Ensure that your Monitoring Officer is closely involved with your coordination arrangements and the planning of your response so they can help you ensure that decision making authority and governance requirements are clear.
Look to recent examples where the organisation has successfully operated under conditions of complexity and high pressure (for example, during COVID-19) to identify ways of simplifying governance, clarifying delegation, and accelerating decision-making where needed.
Monitor how your Gold/strategic and Silver/tactical arrangements are working, and adjust if required.
Take a consistent approach to information sharing. Agree who is responsible for external communications, how messages will be coordinated, and how consistency will be maintained where multiple councils are communicating, particularly during LGR or other transition periods.
Confidence comes from consistency, clarity, and credibility over time, not just speed. This is often where progress can stall if complexity is not actively managed, even if technical recovery is moving forward.
Alongside the critical technical and business continuity work, you should focus on the rhythms of work and coordination to ensure that these are continuing to support effective alignment across your organisation and other partners that you are needing to work closely with.
If the incident has impacted on multiple organisations, ensure that your Gold/strategic and Silver/tactical arrangements have embedded successfully and include clear, regular coordination across the partners.
Review your response and recovery plans and update them to reflect the impact and risk assessment that you carried out in Stage 2.
Assign suitably experienced members of your team to assess the potential impacts of the incident on your medium and longer-term strategic plans. For example, potential impacts on timings for implementation of organisational changes, and use this to identify where additional focus, resources or changes to plans may be required.
Identify where closer long-term engagement with external partners and other stakeholders might be required to support you in managing the medium and longer-term implications. This might include closer coordination with central Government or other agencies.
Recovery is a whole-organisation effort. This stage determines whether the council emerges with clearer ownership, stronger governance, and reduced dependency on informal arrangements, or whether the same complexity is re-established under greater time pressure.
As you develop your longer-term recovery path, consider how you can use the recovery work to take you towards your future strategic direction.
Where possible, recover to where you want to be, not where you were.

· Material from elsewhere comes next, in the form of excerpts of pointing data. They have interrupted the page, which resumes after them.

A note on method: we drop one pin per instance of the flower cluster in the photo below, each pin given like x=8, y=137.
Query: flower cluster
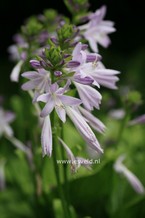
x=62, y=65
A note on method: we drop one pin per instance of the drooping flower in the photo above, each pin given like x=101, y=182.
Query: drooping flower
x=90, y=70
x=46, y=137
x=138, y=120
x=16, y=71
x=39, y=82
x=90, y=97
x=55, y=99
x=93, y=121
x=132, y=179
x=96, y=30
x=6, y=117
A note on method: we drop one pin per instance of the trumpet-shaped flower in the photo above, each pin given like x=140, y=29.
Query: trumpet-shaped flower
x=132, y=179
x=5, y=119
x=39, y=82
x=90, y=97
x=75, y=162
x=84, y=129
x=93, y=121
x=96, y=30
x=55, y=99
x=46, y=137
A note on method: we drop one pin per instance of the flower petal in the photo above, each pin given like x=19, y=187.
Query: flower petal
x=46, y=137
x=47, y=108
x=68, y=100
x=16, y=71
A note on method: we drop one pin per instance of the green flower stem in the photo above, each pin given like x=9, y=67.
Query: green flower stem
x=65, y=175
x=56, y=169
x=122, y=126
x=18, y=144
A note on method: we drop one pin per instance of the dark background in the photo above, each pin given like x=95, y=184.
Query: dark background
x=125, y=52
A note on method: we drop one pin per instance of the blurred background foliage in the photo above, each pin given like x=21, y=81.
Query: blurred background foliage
x=102, y=192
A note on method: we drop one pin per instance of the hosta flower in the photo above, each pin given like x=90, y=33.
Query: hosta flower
x=16, y=71
x=90, y=70
x=75, y=162
x=93, y=121
x=84, y=129
x=39, y=82
x=138, y=120
x=6, y=118
x=90, y=97
x=100, y=75
x=132, y=179
x=96, y=30
x=55, y=99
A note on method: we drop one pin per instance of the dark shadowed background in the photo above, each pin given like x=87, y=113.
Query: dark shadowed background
x=126, y=52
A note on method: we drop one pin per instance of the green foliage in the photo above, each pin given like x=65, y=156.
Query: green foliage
x=32, y=27
x=53, y=54
x=77, y=6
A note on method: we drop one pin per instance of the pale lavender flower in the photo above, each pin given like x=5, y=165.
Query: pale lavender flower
x=117, y=114
x=138, y=120
x=100, y=75
x=90, y=97
x=81, y=58
x=96, y=30
x=6, y=118
x=75, y=162
x=2, y=175
x=91, y=70
x=132, y=179
x=84, y=129
x=39, y=82
x=16, y=71
x=55, y=99
x=93, y=121
x=46, y=137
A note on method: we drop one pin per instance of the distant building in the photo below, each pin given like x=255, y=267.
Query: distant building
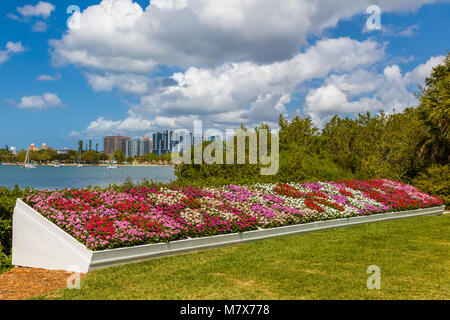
x=150, y=145
x=138, y=147
x=181, y=141
x=162, y=142
x=112, y=144
x=62, y=151
x=33, y=147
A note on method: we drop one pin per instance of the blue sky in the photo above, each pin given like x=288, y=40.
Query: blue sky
x=134, y=69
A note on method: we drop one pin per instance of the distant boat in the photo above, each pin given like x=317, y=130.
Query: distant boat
x=27, y=164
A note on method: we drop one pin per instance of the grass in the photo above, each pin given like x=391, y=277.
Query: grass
x=413, y=254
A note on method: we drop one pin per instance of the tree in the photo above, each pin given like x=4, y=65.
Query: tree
x=434, y=114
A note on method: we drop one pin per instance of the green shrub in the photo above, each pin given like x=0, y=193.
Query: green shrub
x=435, y=181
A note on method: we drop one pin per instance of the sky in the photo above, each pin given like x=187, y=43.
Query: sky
x=80, y=70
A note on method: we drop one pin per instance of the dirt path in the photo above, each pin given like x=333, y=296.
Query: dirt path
x=23, y=283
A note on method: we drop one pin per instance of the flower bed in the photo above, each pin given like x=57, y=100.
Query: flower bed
x=106, y=219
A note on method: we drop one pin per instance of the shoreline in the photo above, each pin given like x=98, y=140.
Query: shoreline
x=89, y=165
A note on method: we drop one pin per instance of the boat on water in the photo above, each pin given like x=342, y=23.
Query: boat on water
x=27, y=163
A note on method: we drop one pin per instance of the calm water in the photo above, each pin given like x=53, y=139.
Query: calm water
x=47, y=177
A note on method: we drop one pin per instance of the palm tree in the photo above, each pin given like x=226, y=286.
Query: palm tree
x=434, y=114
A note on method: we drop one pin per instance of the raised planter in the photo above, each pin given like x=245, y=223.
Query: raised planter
x=39, y=243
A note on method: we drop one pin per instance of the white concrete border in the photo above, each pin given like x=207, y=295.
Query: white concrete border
x=39, y=243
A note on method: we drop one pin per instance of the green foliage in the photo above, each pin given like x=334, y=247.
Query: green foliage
x=434, y=114
x=8, y=198
x=5, y=262
x=436, y=181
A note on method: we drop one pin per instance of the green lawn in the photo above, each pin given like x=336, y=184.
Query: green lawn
x=413, y=254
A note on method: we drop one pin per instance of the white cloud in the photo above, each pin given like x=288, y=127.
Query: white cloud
x=418, y=75
x=236, y=86
x=128, y=83
x=11, y=49
x=40, y=26
x=363, y=90
x=42, y=9
x=46, y=77
x=237, y=93
x=40, y=102
x=240, y=60
x=409, y=32
x=119, y=35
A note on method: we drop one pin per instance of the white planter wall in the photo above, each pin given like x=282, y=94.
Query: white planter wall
x=39, y=243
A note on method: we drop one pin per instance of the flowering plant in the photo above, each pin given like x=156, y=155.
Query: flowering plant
x=106, y=218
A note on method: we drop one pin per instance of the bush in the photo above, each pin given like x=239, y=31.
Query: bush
x=8, y=198
x=435, y=181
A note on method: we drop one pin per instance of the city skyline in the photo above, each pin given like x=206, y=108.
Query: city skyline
x=57, y=87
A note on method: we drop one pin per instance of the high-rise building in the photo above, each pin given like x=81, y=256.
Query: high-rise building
x=112, y=144
x=33, y=147
x=181, y=141
x=162, y=142
x=138, y=147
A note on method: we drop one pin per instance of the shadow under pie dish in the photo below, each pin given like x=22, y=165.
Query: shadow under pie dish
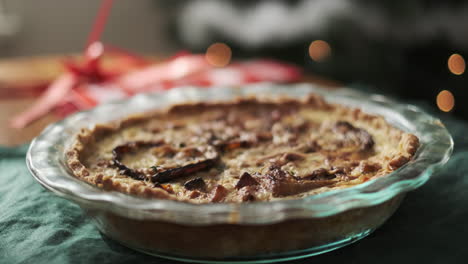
x=266, y=172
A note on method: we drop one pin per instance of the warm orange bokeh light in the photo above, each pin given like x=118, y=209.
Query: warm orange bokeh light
x=456, y=64
x=319, y=50
x=218, y=54
x=445, y=101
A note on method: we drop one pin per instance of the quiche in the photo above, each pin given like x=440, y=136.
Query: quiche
x=250, y=149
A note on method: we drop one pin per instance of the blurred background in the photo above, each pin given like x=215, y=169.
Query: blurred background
x=412, y=49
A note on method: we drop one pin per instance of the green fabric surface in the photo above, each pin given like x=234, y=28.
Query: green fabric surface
x=430, y=227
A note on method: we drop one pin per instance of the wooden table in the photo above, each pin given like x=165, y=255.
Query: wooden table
x=19, y=73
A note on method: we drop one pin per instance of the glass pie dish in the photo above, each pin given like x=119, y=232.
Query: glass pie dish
x=249, y=232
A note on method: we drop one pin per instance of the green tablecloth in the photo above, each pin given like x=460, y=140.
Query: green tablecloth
x=430, y=227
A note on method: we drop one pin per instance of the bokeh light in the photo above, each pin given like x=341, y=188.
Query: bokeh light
x=456, y=64
x=218, y=54
x=319, y=50
x=445, y=101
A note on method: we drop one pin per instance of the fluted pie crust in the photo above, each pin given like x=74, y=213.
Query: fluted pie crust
x=245, y=150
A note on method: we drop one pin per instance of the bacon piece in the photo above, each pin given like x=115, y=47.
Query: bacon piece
x=166, y=187
x=397, y=162
x=195, y=184
x=245, y=194
x=219, y=193
x=246, y=180
x=174, y=173
x=320, y=174
x=281, y=183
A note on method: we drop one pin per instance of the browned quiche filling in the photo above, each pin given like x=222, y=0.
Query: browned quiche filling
x=251, y=149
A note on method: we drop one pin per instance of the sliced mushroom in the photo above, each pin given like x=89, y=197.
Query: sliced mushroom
x=174, y=173
x=119, y=151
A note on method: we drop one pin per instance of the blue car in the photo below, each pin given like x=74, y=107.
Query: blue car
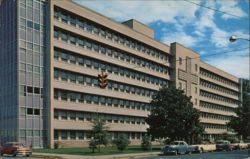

For example, using modern, modular approaches.
Build greater organisational flexibility and use learning to develop governance that enables future transformation.
Plan for long-term sustainability and maintain focus, morale and momentum to combat fatigue.
Accept that no single static plan will cover every scenario; adaptability is key.
In line with the guidance in the Healthy Teaming section of the Cyber Grab Bag, it is essential to plan for long-term sustainability during the recovery work. This is especially important in complex and changing environments, where people at all levels can become fatigued by the demands of the recovery work. Make sure that you use the Healthy Teaming advice to ensure that you can maintain focus, morale and momentum.